American businessman (1931–2021)

Walter Scott Jr. (May 21, 1931 – September 25, 2021) was an American billionaire businessman, civil engineer, philanthropist, and CEO of Kiewit Corporation. At the time of his death, his net worth was estimated at US$4.2 billion.

==Education==
He graduated from Colorado State University in 1953 with a bachelor's degree in civil engineering.

==Career==
Scott was first elected to the Kiewit Corporation board in 1964. In 1979, he was elected president. When Peter Kiewit died later that same year, Scott was selected to succeed him as chairman.

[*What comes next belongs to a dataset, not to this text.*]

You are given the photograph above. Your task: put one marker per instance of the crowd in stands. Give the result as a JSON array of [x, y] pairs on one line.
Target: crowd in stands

He sat on the board of Berkshire Hathaway, and was a childhood friend of Warren Buffett. He was also on the board of directors of Burlington Resources, Commonwealth Telephone Enterprises, Level 3 Communications Inc., MidAmerican Energy Holdings, RCN Corporation, Valmont Industries, and Peter Kiewit Sons' Inc, and was the chairman of the Open World Leadership Center at the Library of Congress.

He was a director of the Joslyn Art Museum, Nebraska Game and Parks Foundation, and the Omaha Development Foundation. Nationally, he was a director of the Horatio Alger Association and the National Forest Association.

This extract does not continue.